RBAC Role Assignment Issues After SailPoint 8.5 Upgrade (Assignment ID / Revocation Behavior)

Following our recent upgrade to SailPoint 8.5 P1, we are observing unexpected RBAC behavior. As part of the upgrade, we commented the RoleAssignmentModelUpgrader in upgrade.xml based on vendor guidance:

Current RBAC Model

We are using an RBAC model where:

  • Business Roles contain permitted IT Roles
  • IT roles are reflected on users as:
    • Hard Permitted Roles → Explicitly assigned via Business Role
    • Soft Permitted Roles → Inferred because the user already has access, and the access matches a permitted role defined in the Business Role

Key Issues Observed:

1. Revocation Issue for Soft Permitted Roles

  • Soft permitted IT roles without an assignmentId cannot be removed from users.
  • Question:
    • Is it mandatory for a permitted IT role to have an associated assignment (assignmentId) in order to allow revocation?
  • Observation:
    • This restriction was not present in version 8.4.

2. Missing Assignment Population

  • We observe many users where:
    • IT roles are soft permitted
    • But no assignment exists, despite the role being part of a Business Role assigned to the user.
  • Question:
    • Why are assignments not automatically created during refresh execution?
    • Should the **Identity Refresh ** process populate these assignments?

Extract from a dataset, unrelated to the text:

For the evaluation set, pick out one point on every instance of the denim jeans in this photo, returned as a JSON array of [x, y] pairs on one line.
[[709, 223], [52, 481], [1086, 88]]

Note: For new users or new requests, this issue not there, this issue is there espcially for existing users.

3. Data Inconsistency & Remediation Concern

We currently have ~5,000 records where:

  • IT roles are present (via aggregation)
  • But no assignments exist
  • Even though:
    • The corresponding Business Roles are assigned
    • And those Business Roles include the IT roles as permitted roles

Concern:

  • This inconsistency is leading to:
    • Revocation failures
    • Mismatch in role governance behavior

Hi @ramireddy

Can you please share some screenshots for this issue. It makes us easier to understand the exact issue of your environment.

Hi @ramireddy,

Could you please share the details of one affected user (Identity XML or screenshots of the assigned Business Role, permitted IT Role, and assignments section)? Also, if you have any relevant provisioning logs showing the issue, please share those as well.

@ramireddy

  1. AFAIK assignmentiid is needed to make sure when business roles are removed it should remove underlying permitted roles as well.

  2. What all options you are keeping in your identity refresh? You should have “Refresh assigned or detected…” and “Provision Assignments”.

  3. Have you validated if these 5000 records only created after upgrade? or it was already there but you noticed it after upgrade.